Without much fanfare, the “Hotel Transylvania” series has been making some pretty enjoyable animated movies and sequels since 2012. But the fourth film suffers some pretty big losses. The main creative forces behind the franchise — actor Adam Sandler and director Genndy Tartakovsky — are mostly gone, and the movie has come out direct to the Amazon Prime streaming service.

If the movie weren’t such a fun little flick, I’d make a joke about “Transformania” being a shambling zombie of its former self. But it really is pretty good, especially since it’s free to watch if you’re already signed up for Amazon Prime.

In the new film, Dracula is looking to retire and pass his fabled monster hotel down to his daughter, Mavis. But Drac can’t stand the idea of her goofy husband, the human Johnny, having any sort of ownership in the business, so he makes up a lie that only monsters can inherit the hotel.

Hilarity then ensures when Johnny gets his hands on a ray gun that turns him into a monster, and accidentally turns Drac and his other monster pals into ordinary humans.

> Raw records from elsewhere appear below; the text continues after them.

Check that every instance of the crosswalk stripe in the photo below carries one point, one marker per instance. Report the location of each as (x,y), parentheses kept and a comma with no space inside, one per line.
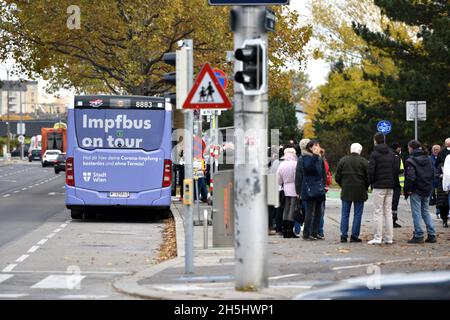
(4,277)
(60,282)
(13,295)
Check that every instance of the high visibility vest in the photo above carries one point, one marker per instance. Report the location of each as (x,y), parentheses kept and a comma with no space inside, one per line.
(401,177)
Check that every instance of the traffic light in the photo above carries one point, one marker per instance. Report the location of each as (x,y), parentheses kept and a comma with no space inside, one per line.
(179,78)
(253,76)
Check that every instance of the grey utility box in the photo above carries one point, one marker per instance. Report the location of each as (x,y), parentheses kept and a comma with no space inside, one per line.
(223,209)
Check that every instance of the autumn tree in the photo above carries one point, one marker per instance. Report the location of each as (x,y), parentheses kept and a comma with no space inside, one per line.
(119,44)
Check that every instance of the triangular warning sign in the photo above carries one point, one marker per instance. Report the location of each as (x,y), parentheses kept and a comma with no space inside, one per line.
(207,93)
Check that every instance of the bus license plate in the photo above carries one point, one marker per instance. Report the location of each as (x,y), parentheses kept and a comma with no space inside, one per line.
(119,194)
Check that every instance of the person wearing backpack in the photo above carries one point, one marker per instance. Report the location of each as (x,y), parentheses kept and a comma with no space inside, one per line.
(312,182)
(418,187)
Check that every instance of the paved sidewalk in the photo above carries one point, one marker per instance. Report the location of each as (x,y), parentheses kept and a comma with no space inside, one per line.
(295,266)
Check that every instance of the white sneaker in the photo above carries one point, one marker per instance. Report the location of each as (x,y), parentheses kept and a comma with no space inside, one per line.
(374,241)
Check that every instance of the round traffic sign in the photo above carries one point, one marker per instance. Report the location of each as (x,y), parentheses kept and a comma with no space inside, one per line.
(222,77)
(384,127)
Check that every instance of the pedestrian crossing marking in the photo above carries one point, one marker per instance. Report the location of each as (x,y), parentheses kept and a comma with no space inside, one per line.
(4,277)
(68,282)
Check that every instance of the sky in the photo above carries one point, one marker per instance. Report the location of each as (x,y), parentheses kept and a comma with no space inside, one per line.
(317,70)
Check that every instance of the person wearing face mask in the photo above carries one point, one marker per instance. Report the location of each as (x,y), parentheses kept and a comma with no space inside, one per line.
(383,177)
(444,152)
(312,182)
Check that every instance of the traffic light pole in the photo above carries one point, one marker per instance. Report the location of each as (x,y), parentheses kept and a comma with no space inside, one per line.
(250,117)
(188,171)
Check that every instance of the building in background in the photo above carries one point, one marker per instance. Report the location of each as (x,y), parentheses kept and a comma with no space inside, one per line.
(23,97)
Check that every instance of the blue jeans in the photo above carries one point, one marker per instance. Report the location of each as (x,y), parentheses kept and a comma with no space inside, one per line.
(345,218)
(322,220)
(420,208)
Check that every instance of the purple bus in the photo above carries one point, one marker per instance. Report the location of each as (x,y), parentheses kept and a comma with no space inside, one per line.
(118,154)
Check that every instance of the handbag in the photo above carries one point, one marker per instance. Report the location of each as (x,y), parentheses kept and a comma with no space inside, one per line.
(314,189)
(298,212)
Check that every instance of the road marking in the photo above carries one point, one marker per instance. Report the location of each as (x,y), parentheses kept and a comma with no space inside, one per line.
(285,276)
(9,268)
(33,249)
(370,264)
(42,242)
(65,271)
(84,297)
(4,277)
(22,258)
(13,295)
(59,282)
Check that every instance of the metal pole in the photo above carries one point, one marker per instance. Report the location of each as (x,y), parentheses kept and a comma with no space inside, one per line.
(21,125)
(205,229)
(8,129)
(188,125)
(250,203)
(416,121)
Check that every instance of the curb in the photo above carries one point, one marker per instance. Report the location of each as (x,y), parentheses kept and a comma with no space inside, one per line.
(129,284)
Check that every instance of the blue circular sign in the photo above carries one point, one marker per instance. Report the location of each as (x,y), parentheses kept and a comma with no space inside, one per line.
(384,127)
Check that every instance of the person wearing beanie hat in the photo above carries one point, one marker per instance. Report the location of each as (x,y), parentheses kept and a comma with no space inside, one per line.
(397,148)
(286,179)
(353,177)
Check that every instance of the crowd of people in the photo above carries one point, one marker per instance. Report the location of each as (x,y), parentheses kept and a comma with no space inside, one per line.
(303,173)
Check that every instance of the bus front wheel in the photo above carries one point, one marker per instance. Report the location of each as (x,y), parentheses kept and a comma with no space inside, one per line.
(76,214)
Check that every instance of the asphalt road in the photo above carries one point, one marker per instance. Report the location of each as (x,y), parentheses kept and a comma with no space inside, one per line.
(46,255)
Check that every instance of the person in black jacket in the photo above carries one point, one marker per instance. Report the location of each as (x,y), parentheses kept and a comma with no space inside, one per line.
(383,177)
(418,186)
(311,184)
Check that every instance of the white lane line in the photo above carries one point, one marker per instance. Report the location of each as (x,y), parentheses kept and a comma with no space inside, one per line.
(285,276)
(33,249)
(4,277)
(59,282)
(83,297)
(65,271)
(22,258)
(42,242)
(370,264)
(9,268)
(13,295)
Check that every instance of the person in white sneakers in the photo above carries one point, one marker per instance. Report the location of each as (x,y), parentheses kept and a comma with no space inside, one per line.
(383,177)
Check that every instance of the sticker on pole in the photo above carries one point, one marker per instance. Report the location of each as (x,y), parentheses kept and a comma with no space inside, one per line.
(207,92)
(384,127)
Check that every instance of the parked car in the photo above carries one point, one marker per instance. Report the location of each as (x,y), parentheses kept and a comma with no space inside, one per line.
(49,157)
(34,155)
(60,164)
(16,152)
(398,286)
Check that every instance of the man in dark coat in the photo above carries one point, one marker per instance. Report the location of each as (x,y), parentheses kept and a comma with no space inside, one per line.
(383,177)
(418,186)
(352,175)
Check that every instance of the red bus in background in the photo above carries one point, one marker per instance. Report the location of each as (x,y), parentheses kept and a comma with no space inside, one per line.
(54,139)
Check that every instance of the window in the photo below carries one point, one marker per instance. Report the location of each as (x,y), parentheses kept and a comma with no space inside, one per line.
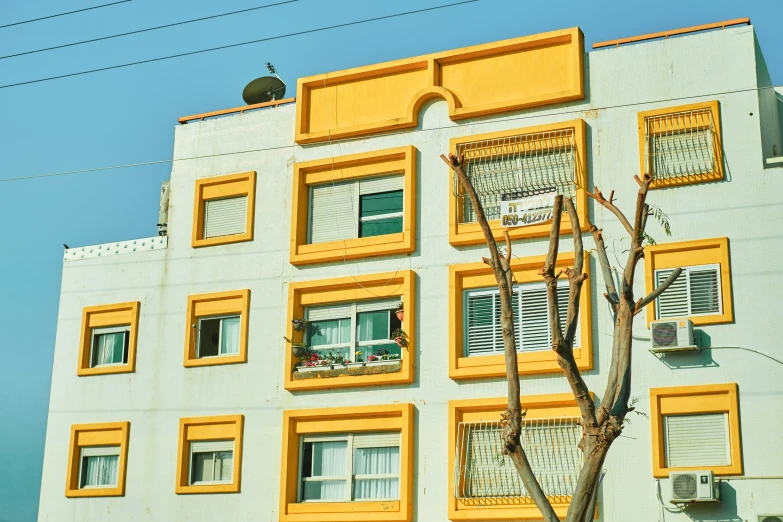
(99,467)
(224,209)
(363,208)
(356,466)
(681,145)
(702,292)
(209,458)
(696,427)
(356,330)
(109,346)
(518,163)
(217,328)
(483,333)
(108,339)
(98,455)
(211,462)
(352,317)
(475,337)
(354,206)
(353,464)
(695,292)
(483,484)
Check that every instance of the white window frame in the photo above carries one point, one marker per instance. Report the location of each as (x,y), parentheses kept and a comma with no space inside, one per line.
(220,335)
(109,330)
(211,482)
(686,271)
(111,451)
(354,342)
(349,478)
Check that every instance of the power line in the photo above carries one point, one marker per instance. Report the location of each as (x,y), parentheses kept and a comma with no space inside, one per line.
(358,138)
(145,30)
(298,33)
(63,14)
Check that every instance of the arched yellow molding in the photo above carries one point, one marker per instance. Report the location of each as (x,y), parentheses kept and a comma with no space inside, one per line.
(484,79)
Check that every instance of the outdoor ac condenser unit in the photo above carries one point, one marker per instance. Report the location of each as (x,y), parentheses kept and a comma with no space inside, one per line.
(672,335)
(693,486)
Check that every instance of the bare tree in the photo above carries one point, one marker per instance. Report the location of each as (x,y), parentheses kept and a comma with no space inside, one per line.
(601,426)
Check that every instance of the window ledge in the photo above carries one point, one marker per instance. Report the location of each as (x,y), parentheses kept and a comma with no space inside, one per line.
(325,372)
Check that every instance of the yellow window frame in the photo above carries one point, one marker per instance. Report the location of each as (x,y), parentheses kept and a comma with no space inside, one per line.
(100,434)
(715,175)
(119,314)
(322,421)
(221,427)
(350,289)
(473,410)
(711,398)
(400,160)
(461,234)
(213,304)
(218,187)
(691,253)
(478,275)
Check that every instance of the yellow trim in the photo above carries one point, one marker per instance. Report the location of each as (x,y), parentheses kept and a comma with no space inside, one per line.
(472,410)
(119,314)
(691,253)
(461,234)
(392,417)
(344,289)
(715,175)
(478,275)
(398,160)
(223,427)
(103,434)
(711,398)
(217,187)
(518,73)
(217,303)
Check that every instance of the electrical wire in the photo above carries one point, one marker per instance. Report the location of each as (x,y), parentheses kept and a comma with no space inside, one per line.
(63,14)
(147,29)
(386,134)
(230,46)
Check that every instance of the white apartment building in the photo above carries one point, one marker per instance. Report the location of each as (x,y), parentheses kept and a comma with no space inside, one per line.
(175,396)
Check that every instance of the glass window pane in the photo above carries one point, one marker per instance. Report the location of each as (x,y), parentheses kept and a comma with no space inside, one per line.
(379,227)
(379,204)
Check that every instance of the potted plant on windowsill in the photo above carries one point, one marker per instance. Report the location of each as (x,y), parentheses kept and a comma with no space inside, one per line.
(400,311)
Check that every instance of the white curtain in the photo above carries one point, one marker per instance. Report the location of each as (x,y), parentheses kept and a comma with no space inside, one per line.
(377,461)
(329,460)
(229,342)
(100,470)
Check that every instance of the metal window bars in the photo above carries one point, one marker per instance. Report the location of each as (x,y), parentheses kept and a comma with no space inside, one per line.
(482,472)
(680,144)
(517,166)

If you’re already a fan of the “Hotel Transylvania” series, then “Transformania” should make for a really good watch. It knows how to play around with its characters and is gripped by an overabundance of silliness. It’s like the wacky button has been notched up a couple of levels, both in terms of humor and in the animation style. Characters are more loony than ever.

The story is also fun, taking the newly monstrous Johnny and the newly human Dracula into the Amazon Rainforest, of all places. And at only 90 or so minutes long, “Transformania” is not a chore to sit through. It’s a short, sweet, silly little movie.

“Transformania” is also showing its age. We’re four movies in, and creative differences caused Adam Sandler to leave the franchise. He was the voice of Dracula, the main character, and it really seemed like his franchise. The replacement voice does well enough, but Sandler’s specific energy is gone. A lot of his Hollywood friends, like David Spade and Andy Samberg, stick around to keep voicing their characters, but Sandler is a big loss.

Likewise, series director Genndy Tartakovsky, a popular animator, stepped out of the director’s chair and only provided some part of the screenplay. He might not be a household name, but losing him does cost the movie some special energy. “Transformania” is also far from the cutting edge of modern animation. This isn’t a Disney-quality movie, and it shows. But there’s no harm in a scrappy underdog of a franchise cranking out another entry, especially not when “Hotel Transylvania: Transformania” is ultimately a pretty good watch.